Além Da Morte é o remake do longa Linha Mortal, de 1990
O lançamento nos cinemas de Além Da Morte (Flatliners) é o sintoma final da doença que se alastrou pela criatividade hollywoodiana e a dilacerou quase por completo. Todas as indústrias emitem sinais de sua decadência: diminuição nas vendas, obsolescência em razão das mudanças culturais, sociais, econômicas e políticas, falta de novas ideias etc. A principal máquina de produção do cinema norte-americano começou a emitir os seus há muito tempo, quando remakes, reboots e sequências se tornaram os projetos de maior prioridade. No entanto, nada indica os últimos momentos dessa doença terminal tão fortemente quanto a refilmagem de uma obra do diretor Joel Schumacher!
Brincadeiras à parte (mas nem tanto), este filme do diretor Niels Arden Oplev (sujeito sem incursões interessantes no cinema) conta a mesma história que o longa Linha Mortal, de 1990. Saiu o protagonista masculino, entrou uma protagonista feminina, mas a trama também é sobre um grupo de alunos de medicina que, em um misto de curiosidade científica e morbidez fetichista, decidem ficar mortos por alguns minutos para descobrir o que existe no pós-vida e depois são assombrados por traumas e culpas do passado.
Porém, ao passo que o antigo era charmoso, original e contava com um elenco carismático e talentoso (Kiefer Sutherland, Julia Roberts, Kevin Bacon e Oliver Platt construiriam carreiras sólidas no futuro), o “novo” é genérico, com inúmeras semelhanças com os filmes de terror contemporâneos. Além disso, narra eventos que o público adulto atual lembra (a produção dirigida por Schumacher ainda está fresca na memória) e é protagonizado por um grupo de atores antipáticos e sem a presença de cena necessária para carregar uma obra cujo ponto de partida exige uma suspensão de descrença hercúlea para embarcar na jornada (Diego Luna, de Rogue One: Uma História Star Wars, é o único destaque positivo).

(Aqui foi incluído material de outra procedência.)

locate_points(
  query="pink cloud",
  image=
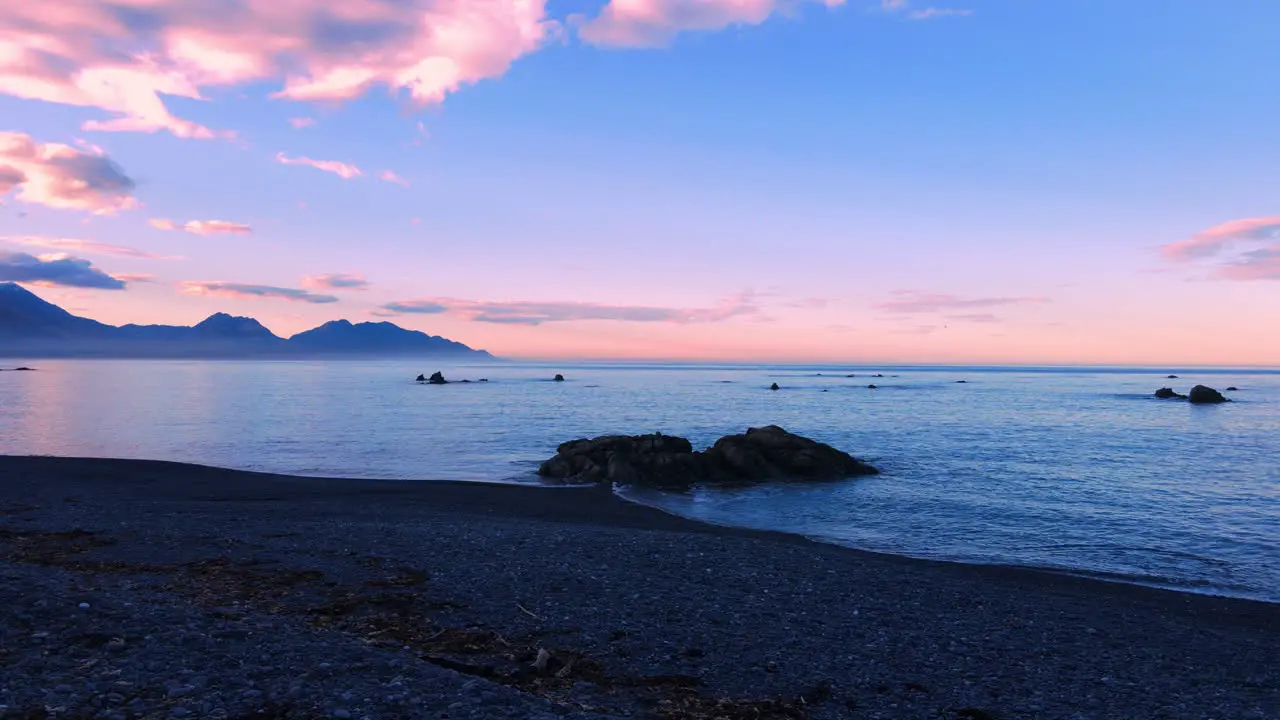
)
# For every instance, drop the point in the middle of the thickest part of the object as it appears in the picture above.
(336, 281)
(1219, 237)
(533, 313)
(135, 277)
(219, 288)
(1257, 265)
(63, 177)
(653, 23)
(912, 301)
(392, 177)
(88, 246)
(201, 227)
(933, 13)
(341, 169)
(123, 55)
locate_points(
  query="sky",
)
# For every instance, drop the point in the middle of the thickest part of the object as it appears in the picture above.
(858, 181)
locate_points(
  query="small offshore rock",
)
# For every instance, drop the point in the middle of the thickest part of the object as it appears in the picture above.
(1203, 395)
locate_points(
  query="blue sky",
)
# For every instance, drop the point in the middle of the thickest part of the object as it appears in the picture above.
(776, 187)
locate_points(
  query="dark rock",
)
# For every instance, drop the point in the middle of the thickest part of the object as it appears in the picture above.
(670, 463)
(1202, 395)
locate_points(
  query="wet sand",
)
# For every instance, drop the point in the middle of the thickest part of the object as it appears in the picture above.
(314, 597)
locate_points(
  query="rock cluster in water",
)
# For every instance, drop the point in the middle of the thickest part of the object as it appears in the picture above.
(670, 463)
(1200, 395)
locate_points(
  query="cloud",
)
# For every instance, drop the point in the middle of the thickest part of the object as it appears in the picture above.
(135, 277)
(336, 281)
(654, 23)
(56, 270)
(88, 246)
(531, 313)
(974, 318)
(341, 169)
(60, 176)
(124, 55)
(415, 308)
(1216, 238)
(1256, 265)
(932, 13)
(392, 177)
(912, 301)
(242, 290)
(201, 227)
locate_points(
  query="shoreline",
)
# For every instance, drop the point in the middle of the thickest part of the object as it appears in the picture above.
(689, 524)
(653, 614)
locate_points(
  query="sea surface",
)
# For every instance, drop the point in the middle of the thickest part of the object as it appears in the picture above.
(1074, 469)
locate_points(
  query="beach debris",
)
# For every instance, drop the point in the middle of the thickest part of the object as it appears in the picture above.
(670, 463)
(1202, 395)
(543, 660)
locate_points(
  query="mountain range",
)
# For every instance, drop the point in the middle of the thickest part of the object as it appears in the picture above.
(30, 327)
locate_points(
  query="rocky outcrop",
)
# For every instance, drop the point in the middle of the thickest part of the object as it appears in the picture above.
(1202, 395)
(670, 463)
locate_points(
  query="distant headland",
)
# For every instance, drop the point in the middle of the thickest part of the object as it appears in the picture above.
(30, 327)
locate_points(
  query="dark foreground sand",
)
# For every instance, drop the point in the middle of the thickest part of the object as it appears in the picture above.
(151, 589)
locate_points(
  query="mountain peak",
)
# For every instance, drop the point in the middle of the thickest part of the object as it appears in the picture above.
(233, 326)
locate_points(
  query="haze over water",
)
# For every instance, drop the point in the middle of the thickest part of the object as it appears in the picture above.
(1072, 469)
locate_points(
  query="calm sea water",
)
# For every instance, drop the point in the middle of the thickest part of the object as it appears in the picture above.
(1070, 469)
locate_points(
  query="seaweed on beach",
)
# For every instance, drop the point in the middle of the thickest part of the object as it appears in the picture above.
(393, 609)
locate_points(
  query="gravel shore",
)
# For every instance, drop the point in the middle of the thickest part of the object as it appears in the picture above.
(155, 589)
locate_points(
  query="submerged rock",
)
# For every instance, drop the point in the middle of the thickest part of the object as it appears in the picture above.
(1202, 395)
(670, 463)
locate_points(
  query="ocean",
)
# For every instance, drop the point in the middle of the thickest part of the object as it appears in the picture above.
(1070, 469)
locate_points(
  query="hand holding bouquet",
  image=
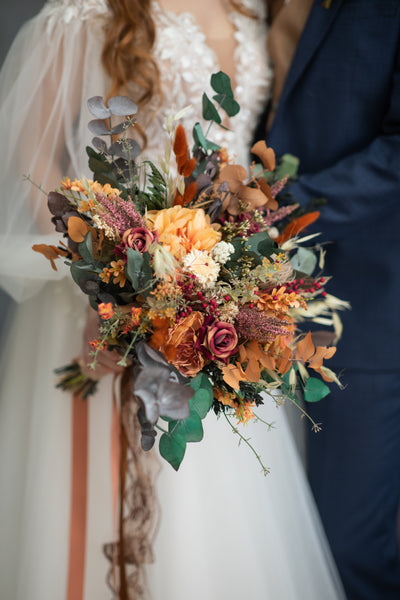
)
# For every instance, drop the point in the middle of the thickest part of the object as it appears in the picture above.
(198, 275)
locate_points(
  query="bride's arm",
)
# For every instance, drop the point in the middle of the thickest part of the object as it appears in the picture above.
(52, 69)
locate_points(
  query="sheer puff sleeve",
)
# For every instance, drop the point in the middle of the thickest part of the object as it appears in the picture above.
(51, 70)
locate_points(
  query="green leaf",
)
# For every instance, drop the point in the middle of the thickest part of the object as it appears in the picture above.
(210, 113)
(86, 249)
(203, 397)
(221, 83)
(80, 269)
(315, 390)
(288, 166)
(190, 429)
(262, 244)
(172, 448)
(304, 261)
(286, 376)
(199, 137)
(133, 267)
(229, 105)
(146, 273)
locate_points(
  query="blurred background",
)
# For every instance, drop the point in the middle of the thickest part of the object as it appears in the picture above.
(14, 15)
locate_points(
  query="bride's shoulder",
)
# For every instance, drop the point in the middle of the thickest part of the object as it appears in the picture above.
(68, 10)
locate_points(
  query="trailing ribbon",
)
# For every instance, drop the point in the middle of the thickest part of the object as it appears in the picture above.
(138, 509)
(79, 470)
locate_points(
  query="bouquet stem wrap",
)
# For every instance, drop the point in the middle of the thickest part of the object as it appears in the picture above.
(138, 508)
(79, 471)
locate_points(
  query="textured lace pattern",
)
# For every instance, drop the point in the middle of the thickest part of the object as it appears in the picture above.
(71, 10)
(186, 63)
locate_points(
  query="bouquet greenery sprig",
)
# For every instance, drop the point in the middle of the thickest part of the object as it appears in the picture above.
(197, 272)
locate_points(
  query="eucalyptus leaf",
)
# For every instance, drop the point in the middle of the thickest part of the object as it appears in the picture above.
(126, 148)
(228, 104)
(146, 273)
(86, 249)
(203, 397)
(98, 127)
(134, 267)
(97, 107)
(100, 144)
(221, 83)
(304, 260)
(98, 165)
(80, 270)
(190, 429)
(199, 137)
(172, 448)
(315, 390)
(287, 167)
(122, 106)
(261, 244)
(210, 113)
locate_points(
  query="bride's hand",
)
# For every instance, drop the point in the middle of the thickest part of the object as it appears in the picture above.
(106, 361)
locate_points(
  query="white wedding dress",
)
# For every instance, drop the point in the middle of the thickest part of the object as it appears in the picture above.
(226, 531)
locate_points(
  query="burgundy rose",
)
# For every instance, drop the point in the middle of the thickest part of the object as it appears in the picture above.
(221, 340)
(137, 238)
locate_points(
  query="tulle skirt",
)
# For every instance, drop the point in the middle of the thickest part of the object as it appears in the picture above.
(225, 531)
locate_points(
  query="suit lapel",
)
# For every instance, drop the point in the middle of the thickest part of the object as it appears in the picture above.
(316, 28)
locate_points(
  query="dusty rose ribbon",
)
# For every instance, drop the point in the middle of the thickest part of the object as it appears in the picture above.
(79, 470)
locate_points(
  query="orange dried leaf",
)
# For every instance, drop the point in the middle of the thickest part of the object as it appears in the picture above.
(180, 142)
(266, 189)
(233, 375)
(321, 353)
(50, 252)
(265, 154)
(77, 229)
(297, 225)
(190, 193)
(234, 175)
(160, 329)
(305, 348)
(188, 167)
(284, 361)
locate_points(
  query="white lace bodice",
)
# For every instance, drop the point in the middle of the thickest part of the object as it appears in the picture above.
(186, 64)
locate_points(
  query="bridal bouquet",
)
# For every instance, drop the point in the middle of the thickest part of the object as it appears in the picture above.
(197, 273)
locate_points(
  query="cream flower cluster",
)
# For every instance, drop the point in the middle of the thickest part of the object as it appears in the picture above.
(200, 263)
(222, 251)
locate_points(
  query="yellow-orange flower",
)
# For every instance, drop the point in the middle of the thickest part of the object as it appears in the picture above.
(181, 230)
(105, 311)
(179, 345)
(243, 410)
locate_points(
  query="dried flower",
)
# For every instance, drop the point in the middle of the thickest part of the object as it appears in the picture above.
(181, 230)
(106, 311)
(202, 266)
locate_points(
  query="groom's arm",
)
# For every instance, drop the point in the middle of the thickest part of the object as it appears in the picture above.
(364, 186)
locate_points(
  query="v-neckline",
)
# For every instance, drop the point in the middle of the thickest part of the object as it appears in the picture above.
(186, 14)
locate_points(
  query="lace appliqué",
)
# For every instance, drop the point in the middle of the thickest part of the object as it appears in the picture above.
(68, 11)
(186, 63)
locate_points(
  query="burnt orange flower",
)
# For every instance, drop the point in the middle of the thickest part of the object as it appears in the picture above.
(181, 230)
(179, 346)
(105, 311)
(242, 408)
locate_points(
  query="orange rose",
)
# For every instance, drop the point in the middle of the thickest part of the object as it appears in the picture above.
(181, 230)
(179, 347)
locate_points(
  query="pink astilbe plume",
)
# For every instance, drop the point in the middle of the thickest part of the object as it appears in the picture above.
(278, 215)
(119, 214)
(253, 324)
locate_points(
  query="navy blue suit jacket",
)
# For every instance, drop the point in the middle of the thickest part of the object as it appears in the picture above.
(340, 114)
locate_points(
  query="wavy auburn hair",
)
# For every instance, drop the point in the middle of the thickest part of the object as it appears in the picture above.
(127, 56)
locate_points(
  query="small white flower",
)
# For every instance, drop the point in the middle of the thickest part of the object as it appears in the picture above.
(222, 251)
(200, 263)
(273, 232)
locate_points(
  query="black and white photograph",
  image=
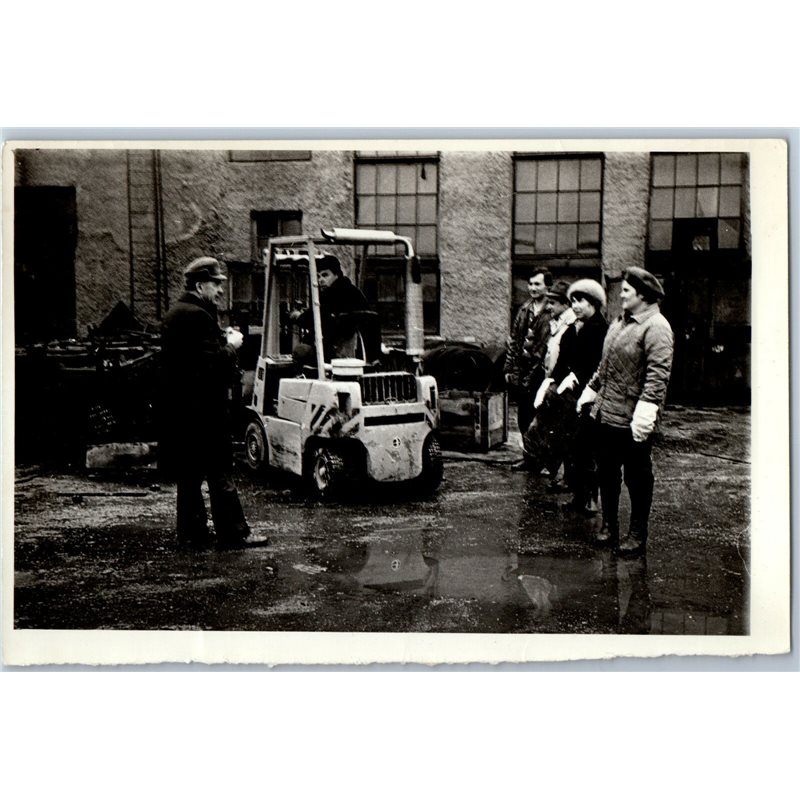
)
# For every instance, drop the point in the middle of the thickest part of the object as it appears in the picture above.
(323, 402)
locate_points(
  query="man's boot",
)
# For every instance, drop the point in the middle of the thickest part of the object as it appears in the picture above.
(608, 533)
(635, 542)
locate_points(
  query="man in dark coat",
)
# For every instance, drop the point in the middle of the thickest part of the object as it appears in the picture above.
(338, 298)
(199, 367)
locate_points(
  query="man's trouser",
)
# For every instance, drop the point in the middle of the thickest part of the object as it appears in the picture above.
(226, 508)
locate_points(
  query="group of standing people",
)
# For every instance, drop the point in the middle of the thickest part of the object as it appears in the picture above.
(589, 395)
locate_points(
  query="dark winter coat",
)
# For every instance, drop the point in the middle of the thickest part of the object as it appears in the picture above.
(581, 350)
(520, 363)
(198, 370)
(341, 297)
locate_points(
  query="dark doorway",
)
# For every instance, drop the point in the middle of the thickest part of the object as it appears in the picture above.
(45, 236)
(708, 305)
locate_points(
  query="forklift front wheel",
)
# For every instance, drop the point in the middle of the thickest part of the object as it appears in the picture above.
(327, 472)
(255, 447)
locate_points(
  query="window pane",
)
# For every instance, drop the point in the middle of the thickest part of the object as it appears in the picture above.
(589, 238)
(524, 239)
(708, 169)
(546, 207)
(525, 175)
(365, 179)
(429, 293)
(660, 235)
(426, 209)
(661, 203)
(403, 230)
(663, 170)
(426, 239)
(407, 210)
(589, 207)
(387, 210)
(730, 201)
(389, 287)
(728, 233)
(590, 173)
(525, 210)
(686, 170)
(568, 176)
(568, 207)
(547, 175)
(707, 200)
(428, 184)
(685, 202)
(387, 178)
(731, 168)
(567, 238)
(366, 211)
(407, 178)
(545, 238)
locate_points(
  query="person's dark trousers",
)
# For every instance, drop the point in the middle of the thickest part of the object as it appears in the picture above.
(192, 522)
(582, 460)
(525, 410)
(226, 509)
(618, 453)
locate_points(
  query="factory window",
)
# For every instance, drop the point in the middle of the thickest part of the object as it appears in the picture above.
(701, 186)
(557, 207)
(558, 215)
(399, 194)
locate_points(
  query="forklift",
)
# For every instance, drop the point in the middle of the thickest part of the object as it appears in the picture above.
(340, 422)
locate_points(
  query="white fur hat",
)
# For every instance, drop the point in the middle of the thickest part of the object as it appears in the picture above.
(589, 288)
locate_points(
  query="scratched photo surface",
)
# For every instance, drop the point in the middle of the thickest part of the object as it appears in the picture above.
(406, 452)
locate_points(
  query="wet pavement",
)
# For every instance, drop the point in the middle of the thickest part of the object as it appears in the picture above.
(492, 551)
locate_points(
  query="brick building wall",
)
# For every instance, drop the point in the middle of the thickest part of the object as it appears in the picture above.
(206, 200)
(475, 245)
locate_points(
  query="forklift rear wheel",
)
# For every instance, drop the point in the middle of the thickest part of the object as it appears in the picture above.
(327, 472)
(255, 447)
(432, 465)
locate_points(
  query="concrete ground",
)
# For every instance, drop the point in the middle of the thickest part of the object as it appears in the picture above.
(492, 551)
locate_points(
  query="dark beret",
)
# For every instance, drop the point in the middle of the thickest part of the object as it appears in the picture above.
(204, 269)
(644, 282)
(558, 291)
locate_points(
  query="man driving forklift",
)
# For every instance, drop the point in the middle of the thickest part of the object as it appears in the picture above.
(339, 297)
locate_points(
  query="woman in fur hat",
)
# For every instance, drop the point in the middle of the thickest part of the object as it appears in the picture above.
(579, 354)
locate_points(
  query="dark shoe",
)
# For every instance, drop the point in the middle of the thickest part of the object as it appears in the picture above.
(243, 542)
(196, 540)
(634, 543)
(608, 533)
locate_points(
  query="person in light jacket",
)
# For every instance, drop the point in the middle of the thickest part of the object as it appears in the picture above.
(628, 391)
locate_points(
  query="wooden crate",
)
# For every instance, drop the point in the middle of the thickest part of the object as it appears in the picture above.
(471, 421)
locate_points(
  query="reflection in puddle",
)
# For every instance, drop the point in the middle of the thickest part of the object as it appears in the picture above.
(570, 587)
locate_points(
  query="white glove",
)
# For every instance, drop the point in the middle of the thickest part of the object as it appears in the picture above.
(570, 382)
(587, 396)
(234, 338)
(644, 420)
(539, 399)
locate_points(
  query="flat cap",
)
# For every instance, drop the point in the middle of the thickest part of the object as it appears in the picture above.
(644, 282)
(204, 268)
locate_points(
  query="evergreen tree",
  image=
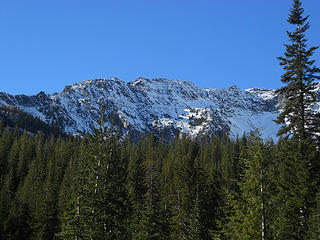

Não só isso, o roteiro escrito por Ben Ripley (mais um sujeito sem grandes trabalhos na carreira) desenvolve por tempo demais a ideia vergonhosa de transformar os seus personagens em super-heróis intelectuais. Depois que eles ressuscitam, os seus cérebros são reprogramados, de tal maneira que todos os conhecimentos adquiridos ao longo da vida são dispostos simultaneamente em suas cabeças. Há até uma cena (na verdade, mais de uma) dedicada a mostrar os resultados de todo esse acúmulo de informações na mente da protagonista (uns dos momentos mais vergonhosos de uma narrativa repleta deles).
Já as motivações estabelecidas pelo roteirista nunca convencem. Talvez receoso de se aprofundar na morbidez e psiquê dos personagens, Ripley já deixa claro desde o início que, com a exceção de Courtney (Ellen Page) – que decide realizar a experiência porque anseia encontrar a irmã mais nova, morta em um acidente de carro ocasionado por sua falta de atenção -, os outros se juntam a ela só depois de verem os benefícios intelectuais originados pela parada cardíaca. A partir do instante em que isso se transforma em uma espécie de estimulante, fica claro que esse recurso desnecessário (como se a chance de conhecer o que acontece do lado de lá não fosse suficiente para atiçar a curiosidade científica de alunos de medicina) é uma intenção óbvia de dialogar com o espectador mais jovem, independentemente da qualidade ou do poder narrativo que ele poderia ter.
Nem a década de 1990 foi tão cafona assim!
A direção de Oplev, por sua vez, em nenhum momento potencializa o terror. Percebam, por exemplo, a cena em que James (James Norton) é assombrado em seu veleiro. Em certo momento, a figura que o ameaça aparece atrás dele, porém, a ausência de clima e o silêncio ressaltado pela mixagem de som anulam qualquer tipo de tensão. Para piorar, nas cenas que se desenrolaram em outro plano espiritual, o cineasta mostra ter pouca criatividade e um mau gosto terrível. Pobremente concebidas e permeada por cores fortes, elas parecem ter sido imaginadas por pessoas com uma mentalidade infantil e ignorantes da literatura que existe sobre o assunto.
Contudo, em Além da Morte, não dá para responsabilizar Oplev completamente quando ele é obrigado a trabalhar com um elenco canastrão e um roteiro recheado de ideias estapafúrdias e clichés do gênero (não há nada mais óbvio que garotinhas macabras). Engraçado, por um momento senti que estivesse falando de alguma produção de Joel Schumacher. Mas, em verdade, estou falando de uma obra bem pior. Triste sinal dos tempos: quando alguns filmes do diretor de Batman e Robin são melhores que muitos da atualidade.